Il est trop tôt pour comprendre et accuser, pour analyser la panique qui s’est emparée de nos sociétés. Mais on peut en tirer la conclusion essentielle.

C’est-à-dire : la primauté absolue du capital.

Souvenez-vous : y a qu’à redonner vie aux villages, y a qu’à revitaliser les centres villes, y a qu’à rendre les transports en commun gratuits, y a qu’à moins travailler, y a qu’à donner l’argent des riches aux pauvres, y a qu’à être tous solidaires, y a qu’à assurer les soins, la scolarité, gratuitement, y a qu’à faire confiance à l’Etat, y a qu’à défiler dans la rue, faire grève, y a qu’à cultiver bio, y a qu’à, y a qu’à, y a qu’à….

Ça c’était il y a deux mois. Incroyable, cela parait être un autre monde, d’avant…

Oui mais, entre-temps, on a confiné. Chacun chez soi. Tout s’arrête… enfin presque, mais pas tout à fait heureusement.

En réalité s’arrêtent surtout ceux qui ne foutent pas grand-chose, tout en étant convaincus qu’ils sont indispensables, les fonctionnaires ou assimilés, plus les opportunistes.
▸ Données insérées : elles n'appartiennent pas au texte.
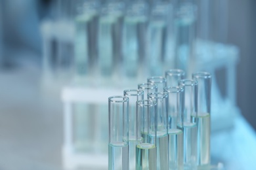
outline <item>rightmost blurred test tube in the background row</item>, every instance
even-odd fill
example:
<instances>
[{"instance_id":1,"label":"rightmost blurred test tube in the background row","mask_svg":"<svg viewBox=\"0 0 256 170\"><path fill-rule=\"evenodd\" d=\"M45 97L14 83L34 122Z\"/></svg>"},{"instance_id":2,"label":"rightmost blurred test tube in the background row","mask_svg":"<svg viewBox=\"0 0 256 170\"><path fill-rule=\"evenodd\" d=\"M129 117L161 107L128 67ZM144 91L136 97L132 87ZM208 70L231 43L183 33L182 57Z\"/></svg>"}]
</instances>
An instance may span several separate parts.
<instances>
[{"instance_id":1,"label":"rightmost blurred test tube in the background row","mask_svg":"<svg viewBox=\"0 0 256 170\"><path fill-rule=\"evenodd\" d=\"M175 68L190 73L194 65L196 40L196 5L192 0L181 0L175 5Z\"/></svg>"}]
</instances>

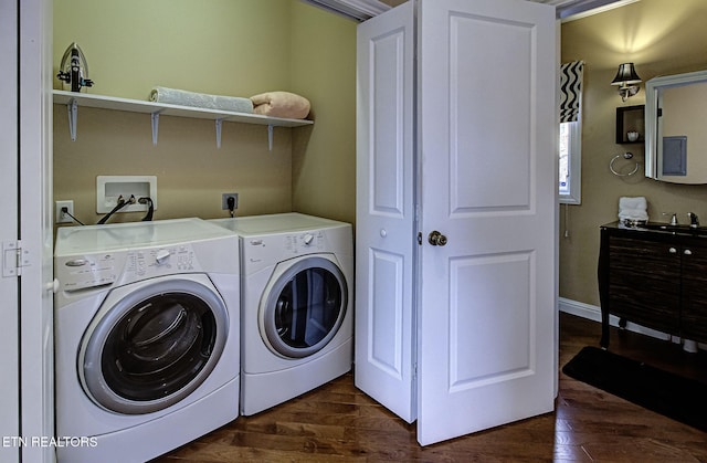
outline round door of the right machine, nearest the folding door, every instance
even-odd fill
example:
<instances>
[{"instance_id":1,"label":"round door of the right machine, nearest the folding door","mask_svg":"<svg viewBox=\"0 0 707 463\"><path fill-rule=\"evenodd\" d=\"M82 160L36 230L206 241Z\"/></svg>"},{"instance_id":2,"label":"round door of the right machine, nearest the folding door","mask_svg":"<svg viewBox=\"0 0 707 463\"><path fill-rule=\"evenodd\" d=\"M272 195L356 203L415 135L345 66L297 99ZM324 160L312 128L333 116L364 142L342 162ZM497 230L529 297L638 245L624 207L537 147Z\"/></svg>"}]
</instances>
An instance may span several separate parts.
<instances>
[{"instance_id":1,"label":"round door of the right machine, nearest the folding door","mask_svg":"<svg viewBox=\"0 0 707 463\"><path fill-rule=\"evenodd\" d=\"M339 329L347 297L346 280L333 261L306 257L292 264L271 286L262 311L271 349L288 358L319 351Z\"/></svg>"}]
</instances>

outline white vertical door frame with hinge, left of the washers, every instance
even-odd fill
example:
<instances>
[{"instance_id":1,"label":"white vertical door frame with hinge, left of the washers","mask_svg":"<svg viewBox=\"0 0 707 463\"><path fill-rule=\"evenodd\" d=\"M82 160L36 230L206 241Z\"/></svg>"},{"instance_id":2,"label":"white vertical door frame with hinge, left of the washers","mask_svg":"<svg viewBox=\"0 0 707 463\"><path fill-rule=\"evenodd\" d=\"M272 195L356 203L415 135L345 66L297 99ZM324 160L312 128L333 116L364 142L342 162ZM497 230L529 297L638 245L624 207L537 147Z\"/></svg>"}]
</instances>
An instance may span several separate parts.
<instances>
[{"instance_id":1,"label":"white vertical door frame with hinge, left of the washers","mask_svg":"<svg viewBox=\"0 0 707 463\"><path fill-rule=\"evenodd\" d=\"M19 239L21 429L54 435L52 223L52 0L19 6ZM22 460L52 462L51 445L23 445Z\"/></svg>"}]
</instances>

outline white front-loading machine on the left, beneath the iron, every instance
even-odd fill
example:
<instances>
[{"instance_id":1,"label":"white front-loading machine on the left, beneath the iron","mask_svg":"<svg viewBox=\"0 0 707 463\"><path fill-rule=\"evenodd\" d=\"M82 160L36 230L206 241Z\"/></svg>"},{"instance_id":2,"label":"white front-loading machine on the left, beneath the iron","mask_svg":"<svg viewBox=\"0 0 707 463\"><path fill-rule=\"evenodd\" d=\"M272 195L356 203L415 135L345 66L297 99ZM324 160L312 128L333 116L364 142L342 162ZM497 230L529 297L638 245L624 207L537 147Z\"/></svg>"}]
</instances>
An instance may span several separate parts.
<instances>
[{"instance_id":1,"label":"white front-loading machine on the left, beneath the iron","mask_svg":"<svg viewBox=\"0 0 707 463\"><path fill-rule=\"evenodd\" d=\"M200 219L62 228L59 462L144 462L239 415L239 240Z\"/></svg>"}]
</instances>

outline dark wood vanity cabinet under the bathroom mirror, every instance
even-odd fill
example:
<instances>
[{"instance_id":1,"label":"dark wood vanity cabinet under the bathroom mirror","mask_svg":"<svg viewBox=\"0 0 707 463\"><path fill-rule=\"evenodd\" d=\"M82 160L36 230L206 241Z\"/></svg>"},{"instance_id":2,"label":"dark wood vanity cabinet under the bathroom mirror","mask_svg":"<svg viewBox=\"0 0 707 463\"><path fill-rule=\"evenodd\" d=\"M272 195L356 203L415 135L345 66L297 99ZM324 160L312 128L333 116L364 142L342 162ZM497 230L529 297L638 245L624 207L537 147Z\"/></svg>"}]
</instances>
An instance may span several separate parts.
<instances>
[{"instance_id":1,"label":"dark wood vanity cabinet under the bathroom mirror","mask_svg":"<svg viewBox=\"0 0 707 463\"><path fill-rule=\"evenodd\" d=\"M707 341L707 235L603 225L599 293L602 347L609 346L610 314Z\"/></svg>"}]
</instances>

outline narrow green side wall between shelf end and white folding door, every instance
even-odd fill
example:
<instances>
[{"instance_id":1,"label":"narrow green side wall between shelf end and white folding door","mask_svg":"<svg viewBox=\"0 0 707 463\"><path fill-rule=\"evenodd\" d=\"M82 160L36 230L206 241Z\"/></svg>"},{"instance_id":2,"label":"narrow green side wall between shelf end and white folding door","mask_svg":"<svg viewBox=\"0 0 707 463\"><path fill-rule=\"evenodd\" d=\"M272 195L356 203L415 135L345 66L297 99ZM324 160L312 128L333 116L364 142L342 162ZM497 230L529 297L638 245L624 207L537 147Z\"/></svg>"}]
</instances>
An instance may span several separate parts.
<instances>
[{"instance_id":1,"label":"narrow green side wall between shelf end and white folding door","mask_svg":"<svg viewBox=\"0 0 707 463\"><path fill-rule=\"evenodd\" d=\"M346 222L356 220L356 24L293 3L292 84L315 119L293 133L293 206Z\"/></svg>"}]
</instances>

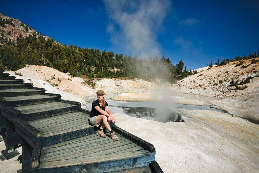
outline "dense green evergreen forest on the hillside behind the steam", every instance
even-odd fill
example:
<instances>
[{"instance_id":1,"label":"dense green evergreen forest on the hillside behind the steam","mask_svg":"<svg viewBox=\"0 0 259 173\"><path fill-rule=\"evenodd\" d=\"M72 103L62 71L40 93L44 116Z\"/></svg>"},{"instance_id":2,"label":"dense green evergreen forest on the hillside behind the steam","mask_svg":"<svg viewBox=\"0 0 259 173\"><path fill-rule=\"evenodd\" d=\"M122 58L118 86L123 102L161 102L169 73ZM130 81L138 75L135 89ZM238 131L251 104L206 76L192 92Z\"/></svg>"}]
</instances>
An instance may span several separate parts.
<instances>
[{"instance_id":1,"label":"dense green evergreen forest on the hillside behind the steam","mask_svg":"<svg viewBox=\"0 0 259 173\"><path fill-rule=\"evenodd\" d=\"M60 44L52 38L45 38L40 33L22 37L20 34L16 41L8 40L3 33L0 35L0 69L7 67L16 71L26 66L45 65L53 67L60 72L69 72L71 76L86 75L93 77L129 77L155 80L160 78L175 82L175 78L184 78L191 72L182 71L184 63L179 61L177 66L172 65L169 58L158 57L134 58L114 54L94 48L80 48L72 44ZM116 70L114 70L116 69Z\"/></svg>"}]
</instances>

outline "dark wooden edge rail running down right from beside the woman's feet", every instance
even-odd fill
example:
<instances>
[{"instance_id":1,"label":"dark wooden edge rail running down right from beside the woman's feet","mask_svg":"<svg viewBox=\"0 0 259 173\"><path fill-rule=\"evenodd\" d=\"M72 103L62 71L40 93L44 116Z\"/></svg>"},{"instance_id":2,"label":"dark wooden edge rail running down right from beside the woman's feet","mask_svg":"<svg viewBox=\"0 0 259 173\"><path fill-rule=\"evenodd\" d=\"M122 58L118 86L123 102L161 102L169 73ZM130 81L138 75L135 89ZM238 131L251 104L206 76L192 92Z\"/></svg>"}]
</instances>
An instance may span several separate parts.
<instances>
[{"instance_id":1,"label":"dark wooden edge rail running down right from beside the woman's feet","mask_svg":"<svg viewBox=\"0 0 259 173\"><path fill-rule=\"evenodd\" d=\"M124 136L125 138L131 140L135 144L138 144L139 146L142 146L144 149L146 149L146 150L148 150L150 152L155 152L156 151L155 147L152 144L150 144L150 143L148 143L148 142L138 138L137 136L132 135L131 133L129 133L129 132L127 132L127 131L117 127L116 125L113 125L112 129L115 132L117 132L117 133L121 134L122 136Z\"/></svg>"}]
</instances>

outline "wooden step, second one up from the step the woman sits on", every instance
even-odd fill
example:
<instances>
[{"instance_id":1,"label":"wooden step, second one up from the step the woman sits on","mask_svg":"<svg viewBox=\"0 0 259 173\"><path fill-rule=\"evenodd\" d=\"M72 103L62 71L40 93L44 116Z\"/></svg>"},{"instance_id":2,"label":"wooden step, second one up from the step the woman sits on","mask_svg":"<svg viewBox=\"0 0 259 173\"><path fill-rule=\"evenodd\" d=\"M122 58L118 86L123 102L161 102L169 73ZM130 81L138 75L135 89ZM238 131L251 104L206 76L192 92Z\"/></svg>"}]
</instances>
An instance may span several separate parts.
<instances>
[{"instance_id":1,"label":"wooden step, second one up from the step the woman sits on","mask_svg":"<svg viewBox=\"0 0 259 173\"><path fill-rule=\"evenodd\" d=\"M16 107L56 102L60 98L60 94L44 93L44 95L4 97L5 101L2 101L2 103L7 106Z\"/></svg>"}]
</instances>

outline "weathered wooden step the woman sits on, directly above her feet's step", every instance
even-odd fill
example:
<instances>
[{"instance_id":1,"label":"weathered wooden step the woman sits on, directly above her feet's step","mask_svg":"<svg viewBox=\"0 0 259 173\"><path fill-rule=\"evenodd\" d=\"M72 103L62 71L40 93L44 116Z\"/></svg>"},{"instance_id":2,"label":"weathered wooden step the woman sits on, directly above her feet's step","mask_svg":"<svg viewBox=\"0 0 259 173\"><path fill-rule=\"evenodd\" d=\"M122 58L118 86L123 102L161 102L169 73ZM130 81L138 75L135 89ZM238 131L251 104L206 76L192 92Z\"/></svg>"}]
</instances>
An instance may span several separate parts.
<instances>
[{"instance_id":1,"label":"weathered wooden step the woman sits on, directly above her feet's step","mask_svg":"<svg viewBox=\"0 0 259 173\"><path fill-rule=\"evenodd\" d=\"M39 140L42 146L49 146L60 142L96 134L94 127L88 124L90 115L83 112L71 112L44 119L28 121L27 123L41 131L41 138L33 138L32 142Z\"/></svg>"}]
</instances>

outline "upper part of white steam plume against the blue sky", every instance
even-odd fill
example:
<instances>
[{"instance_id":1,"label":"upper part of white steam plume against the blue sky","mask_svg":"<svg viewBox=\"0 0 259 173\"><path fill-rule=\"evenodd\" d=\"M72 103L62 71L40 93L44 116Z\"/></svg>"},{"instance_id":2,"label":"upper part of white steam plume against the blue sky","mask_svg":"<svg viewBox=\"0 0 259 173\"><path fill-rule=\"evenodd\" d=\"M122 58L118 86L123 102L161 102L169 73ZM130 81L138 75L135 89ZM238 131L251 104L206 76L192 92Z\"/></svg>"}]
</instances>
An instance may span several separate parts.
<instances>
[{"instance_id":1,"label":"upper part of white steam plume against the blue sky","mask_svg":"<svg viewBox=\"0 0 259 173\"><path fill-rule=\"evenodd\" d=\"M170 10L169 0L103 0L111 42L138 57L161 56L157 33Z\"/></svg>"}]
</instances>

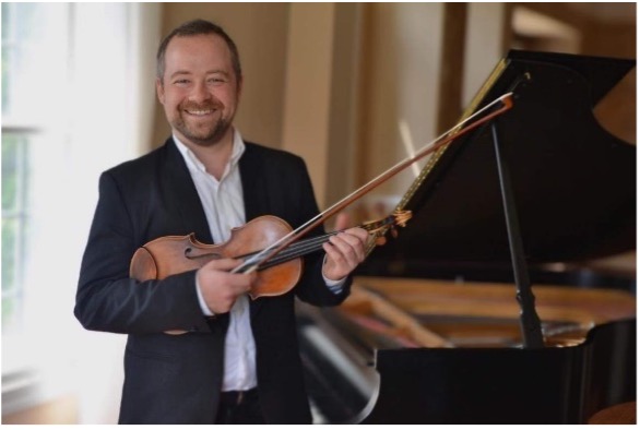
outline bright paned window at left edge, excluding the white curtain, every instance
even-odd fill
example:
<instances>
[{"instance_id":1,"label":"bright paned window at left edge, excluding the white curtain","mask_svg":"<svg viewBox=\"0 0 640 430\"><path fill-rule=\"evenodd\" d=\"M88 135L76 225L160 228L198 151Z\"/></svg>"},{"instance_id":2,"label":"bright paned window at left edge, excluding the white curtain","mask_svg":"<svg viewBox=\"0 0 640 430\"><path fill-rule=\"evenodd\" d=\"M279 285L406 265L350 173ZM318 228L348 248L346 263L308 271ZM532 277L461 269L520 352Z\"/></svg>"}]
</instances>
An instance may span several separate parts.
<instances>
[{"instance_id":1,"label":"bright paned window at left edge, excluding the white curtain","mask_svg":"<svg viewBox=\"0 0 640 430\"><path fill-rule=\"evenodd\" d=\"M63 4L2 3L3 335L20 333L23 327L32 155L38 136L50 129L45 119L47 103L34 95L43 94L43 81L66 73L66 62L44 62L52 53L64 56L67 51L67 14ZM49 56L43 55L44 50Z\"/></svg>"}]
</instances>

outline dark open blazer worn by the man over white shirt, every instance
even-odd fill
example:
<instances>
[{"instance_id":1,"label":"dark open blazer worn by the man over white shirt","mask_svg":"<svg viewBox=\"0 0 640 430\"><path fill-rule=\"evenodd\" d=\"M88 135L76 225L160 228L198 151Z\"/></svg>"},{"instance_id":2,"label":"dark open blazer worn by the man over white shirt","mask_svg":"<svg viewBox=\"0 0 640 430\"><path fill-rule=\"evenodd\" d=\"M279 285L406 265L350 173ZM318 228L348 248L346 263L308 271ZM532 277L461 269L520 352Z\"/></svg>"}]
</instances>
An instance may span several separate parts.
<instances>
[{"instance_id":1,"label":"dark open blazer worn by the man over white shirt","mask_svg":"<svg viewBox=\"0 0 640 430\"><path fill-rule=\"evenodd\" d=\"M247 220L275 215L294 228L318 207L301 158L247 142L240 176ZM82 260L74 313L87 330L128 334L120 423L213 423L223 381L228 314L203 318L194 271L163 280L129 278L135 250L162 236L212 238L198 192L173 140L105 171ZM322 254L305 261L289 292L251 301L258 387L268 423L306 423L311 415L296 341L294 296L341 303L320 274ZM167 330L188 331L168 335Z\"/></svg>"}]
</instances>

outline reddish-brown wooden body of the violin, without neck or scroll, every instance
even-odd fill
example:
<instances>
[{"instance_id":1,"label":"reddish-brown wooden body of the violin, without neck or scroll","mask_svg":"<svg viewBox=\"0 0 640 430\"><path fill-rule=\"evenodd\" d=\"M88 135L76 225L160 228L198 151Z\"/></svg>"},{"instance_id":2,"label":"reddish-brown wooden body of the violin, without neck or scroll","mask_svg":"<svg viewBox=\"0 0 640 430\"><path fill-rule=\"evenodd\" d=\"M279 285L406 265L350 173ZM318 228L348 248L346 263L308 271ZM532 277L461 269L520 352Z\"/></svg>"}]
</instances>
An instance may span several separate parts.
<instances>
[{"instance_id":1,"label":"reddish-brown wooden body of the violin, without neck or scroll","mask_svg":"<svg viewBox=\"0 0 640 430\"><path fill-rule=\"evenodd\" d=\"M202 243L193 234L161 237L135 251L129 276L139 282L164 279L198 270L212 260L242 259L268 248L291 231L292 227L283 219L265 215L232 229L229 240L220 244ZM261 268L249 297L257 299L288 292L300 279L301 273L301 258Z\"/></svg>"}]
</instances>

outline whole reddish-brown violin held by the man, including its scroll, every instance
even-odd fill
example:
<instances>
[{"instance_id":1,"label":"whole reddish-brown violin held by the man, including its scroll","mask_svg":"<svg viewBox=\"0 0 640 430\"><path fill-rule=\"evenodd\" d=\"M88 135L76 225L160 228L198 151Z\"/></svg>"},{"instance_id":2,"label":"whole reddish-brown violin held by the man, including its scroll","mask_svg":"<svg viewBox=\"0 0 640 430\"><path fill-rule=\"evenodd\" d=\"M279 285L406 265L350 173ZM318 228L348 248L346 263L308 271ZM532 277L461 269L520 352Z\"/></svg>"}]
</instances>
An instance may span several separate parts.
<instances>
[{"instance_id":1,"label":"whole reddish-brown violin held by the man, including its scroll","mask_svg":"<svg viewBox=\"0 0 640 430\"><path fill-rule=\"evenodd\" d=\"M386 218L360 225L375 243L381 244L387 231L404 227L411 218L411 211L395 211ZM164 236L139 248L129 267L129 276L139 282L164 279L167 276L198 270L212 260L241 259L250 261L293 231L283 219L264 215L234 228L228 241L206 244L198 241L193 234L187 236ZM289 291L300 279L303 256L322 249L329 238L340 231L316 236L297 241L277 255L263 260L258 266L258 277L248 292L251 299L280 296ZM247 272L249 268L245 270Z\"/></svg>"}]
</instances>

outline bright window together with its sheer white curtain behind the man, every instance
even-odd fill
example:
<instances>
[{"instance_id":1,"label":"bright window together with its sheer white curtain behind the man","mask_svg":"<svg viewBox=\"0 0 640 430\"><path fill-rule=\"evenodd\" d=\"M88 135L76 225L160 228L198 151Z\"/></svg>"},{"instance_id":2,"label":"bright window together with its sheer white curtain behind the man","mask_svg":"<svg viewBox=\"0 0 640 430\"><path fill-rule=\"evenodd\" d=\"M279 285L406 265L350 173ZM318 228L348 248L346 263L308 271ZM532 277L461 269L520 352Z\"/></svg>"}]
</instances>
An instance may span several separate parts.
<instances>
[{"instance_id":1,"label":"bright window together with its sheer white curtain behind the man","mask_svg":"<svg viewBox=\"0 0 640 430\"><path fill-rule=\"evenodd\" d=\"M162 7L1 7L2 414L73 394L114 422L126 337L73 306L99 174L150 145Z\"/></svg>"}]
</instances>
Les autres restent au boulot, là aussi c’est très peu de monde.

Mais cet arrêt suffit pour bloquer la pompe à capital. Qui, particulièrement en France, s’appelle l’impôt.

L’Etat, enfin cette appellation fallacieuse utilisée par ceux qui vivent au crochet des autres, l’Etat donc n’a plus de rentrée d’argent, plus de capital, plus de trésorerie.

L’Etat fait immédiatement faillite. C’est fait au moment où j’écris ces lignes.

Alors ? Que fait l’Etat ? De la fausse monnaie.

Pas mal. Trop fort.

Je vais vous faire un aveu, je suis ravi.

Non pas que ce qui se passe va m’être profitable, mais parce que voir mes bourreaux dans l’exacte situation dans laquelle ils m’ont mis et voir la populace sur le cul, me comblent.

Il n’y a aucune différence entre le coronavirus et Martino – à ceux qui arrivent je précise que Martino a été l’un des contrôleurs fiscaux qui m’ont ruiné, le plus drôle, enfin le plus décalé plutôt –, ils arrivent par hasard, ils rendent terriblement malade, ils détruisent votre capital, puis ils s’en vont, indifférents et sûr d’eux, jusqu’à la prochaine saison des contrôles fiscaux.

Vous vous retrouvez agonisant, malade et ruiné, plus de trésorerie, plus de capital et tout le monde s’accorde à dire et penser que tout est votre faute.

Mais vous…. vous ne pouvez pas fabriquer de la fausse monnaie, vous ne pouvez qu’accumuler les dettes pour tenter de survivre, en espérant ne jamais avoir à les payer… fol espoir.

Oui, je vous le confirme, je suis ravi. Ravi de voir ces fumiers de Bercy en faillite, qui probablement jouent leur vie, professionnelle mais aussi physique si ça tourne mal, ce qui n’est pas à exclure.

Ravi de voir tous ces biens pensants — qui m’ont accusé sans savoir de “fraude fiscale” uniquement pour me ruiner à leur profit — les deux pieds dans la merde et pas prêts à revoir la queue d’un radis.